【problem discuss】Critic Loss can not decrease

watermelon-lee commented 1 year ago

Here are my situation:

finished step 2 with cohere/zhihu_query dataset. The final reward score is 5.07, rejected score is 0.8, and the acc is 0.79. So the step 2 seems sucessful.
when I attempt to step 3. I met loss scale maximum problem which solved by change the learning rate(actor & critic). Then I met a problem, The Critic loss can not decrease. In many experiments, It changed from 4 to 7 or stay with 5.

here are my problems:

I tried to test the model(actor). I found the actor model's performence is better than the sft model. Is it normal？
The actor loss = - advantage * clip(ratio). I obtain the actor loss in my log, it changed from -0.1 to -2. So the clip(ratio) is around 0.8-1.2, This means the advantage is bigger than 0 and inscreased during training. Advantage means the action take by the actor model is berrter or bad than average（baseline), so bigger advantage is better and smaller actor loss is better( since the advantage bigger, the actor loss is smaller)?

looking forward to your reply thanks.

TheEighthDay commented 1 year ago

How do you evaluate the statement "actor model's performance is better than the “sft model" ? Have you turned off LORA?

And，do you have any modifications for this issue ?

Line 76 in ppo_trainer.py for _generate_sequence : min_length=max_min_length

"The min_length setting force the model generate to max length, which produce repeated or nonsense result."

watermelon-lee commented 1 year ago

How do you evaluate the statement "actor model's performance is better than the “sft model" ? Have you turned off LORA?

And，do you have any modifications for this issue ?

Line 76 in ppo_trainer.py for _generate_sequence : min_length=max_min_length

"The min_length setting force the model generate to max length, which produce repeated or nonsense result."

use the actor model answer the query of test dataset compare with the sft model.

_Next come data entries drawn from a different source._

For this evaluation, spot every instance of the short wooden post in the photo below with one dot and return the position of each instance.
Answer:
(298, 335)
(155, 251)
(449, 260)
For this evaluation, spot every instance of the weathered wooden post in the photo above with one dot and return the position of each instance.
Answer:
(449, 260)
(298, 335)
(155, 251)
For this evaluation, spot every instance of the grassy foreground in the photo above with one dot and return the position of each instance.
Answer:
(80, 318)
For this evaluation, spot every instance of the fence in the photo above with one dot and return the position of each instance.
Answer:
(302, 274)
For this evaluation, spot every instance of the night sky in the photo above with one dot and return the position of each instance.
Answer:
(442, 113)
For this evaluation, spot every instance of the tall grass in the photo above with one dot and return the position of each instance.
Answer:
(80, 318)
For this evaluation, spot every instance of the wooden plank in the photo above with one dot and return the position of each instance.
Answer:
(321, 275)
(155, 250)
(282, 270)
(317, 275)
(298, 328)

The mean reward score of actor model is around 6 and the score of sft model is 4.5. Besides，I judge some case by myself and more cases become better than worse.
do not use lora.
max_length = min_length = max_min_length is wrong, which makes the model produce bias asnwer. so I changed the code. 3.1 first I delete the line "min_length = ma_min_length", but when I run the code, It will stack in first generation time. Mabye the length of seq in different GPU are not the same make this happen? 3.2 then I add eos_token_id = "xxx", xxx is any unused id. So the model will produce the answer reach min_max_length, but the seq contains the real eos_token_id. I remake the attenion_mask to mask the words after eos_token. So the seq and attention mask like: seq = [0,0,0,0, prompt, answer, eos_token_id, other_word] mask = [0,0,0,0,1(prompt),1(answer),1(eos_token_id),0(other_word)]

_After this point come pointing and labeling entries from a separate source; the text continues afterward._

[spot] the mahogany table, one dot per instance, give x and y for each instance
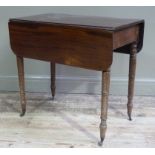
(80, 41)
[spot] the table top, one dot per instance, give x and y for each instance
(106, 23)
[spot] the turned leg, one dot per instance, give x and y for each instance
(20, 65)
(53, 79)
(104, 104)
(132, 70)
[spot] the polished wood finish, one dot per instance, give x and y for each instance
(53, 79)
(104, 104)
(20, 66)
(62, 44)
(132, 71)
(80, 41)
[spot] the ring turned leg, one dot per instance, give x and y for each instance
(20, 66)
(53, 79)
(104, 104)
(132, 70)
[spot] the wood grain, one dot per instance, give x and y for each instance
(78, 116)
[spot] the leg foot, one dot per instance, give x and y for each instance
(100, 143)
(104, 104)
(23, 113)
(20, 65)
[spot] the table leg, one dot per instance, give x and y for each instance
(104, 104)
(20, 66)
(53, 79)
(132, 70)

watermelon-lee commented 1 year ago

another qustion： critic_loss: def critic_loss_fn(self, values, old_values, returns, mask):

value loss

    values_clipped = torch.clamp(
        values,
        old_values - self.cliprange_value,
        old_values + self.cliprange_value,
    )
    vf_loss1 = (values - returns) ** 2
    vf_loss2 = (values_clipped - returns) ** 2
    vf_loss = 0.5 * torch.sum(
        torch.max(vf_loss1, vf_loss2) * mask) / mask.sum()
    return vf_loss

the log of your exapmle: /DeepSpeedExamples/blob/master/applications/DeepSpeed-Chat/training/step3_rlhf_finetuning/training_log_output/actor_opt-1.3b_critic_opt-350m_globalBatchSize64.log

step 467: cri_loss: -0.0131072998046875

why the critic_loss < 0?
cirtic loss is MSE of (values, returns).

looking forward to your reply thanks.

TheEighthDay commented 1 year ago

How do you evaluate the statement "actor model's performance is better than the “sft model" ? Have you turned off LORA? And，do you have any modifications for this issue ? Line 76 in ppo_trainer.py for _generate_sequence : min_length=max_min_length "The min_length setting force the model generate to max length, which produce repeated or nonsense result."

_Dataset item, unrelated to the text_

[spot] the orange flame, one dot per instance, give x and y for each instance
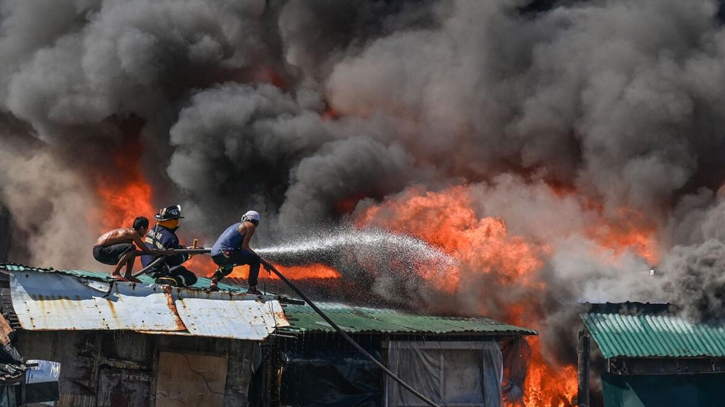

use the actor model answer the query of test dataset compare with the sft model. The mean reward score of actor model is around 6 and the score of sft model is 4.5. Besides，I judge some case by myself and more cases become better than worse.

do not use lora.

max_length = min_length = max_min_length is wrong, which makes the model produce bias asnwer. so I changed the code. 3.1 first I delete the line "min_length = ma_min_length", but when I run the code, It will stack in first generation time. Mabye the length of seq in different GPU are not the same make this happen? 3.2 then I add eos_token_id = "xxx", xxx is any unused id. So the model will produce the answer reach min_max_length, but the seq contains the real eos_token_id. I remake the attenion_mask to mask the words after eos_token. So the seq and attention mask like: seq = [0,0,0,0, prompt, answer, eos_token_id, other_word] mask = [0,0,0,0,1(prompt),1(answer),1(eos_token_id),0(other_word)]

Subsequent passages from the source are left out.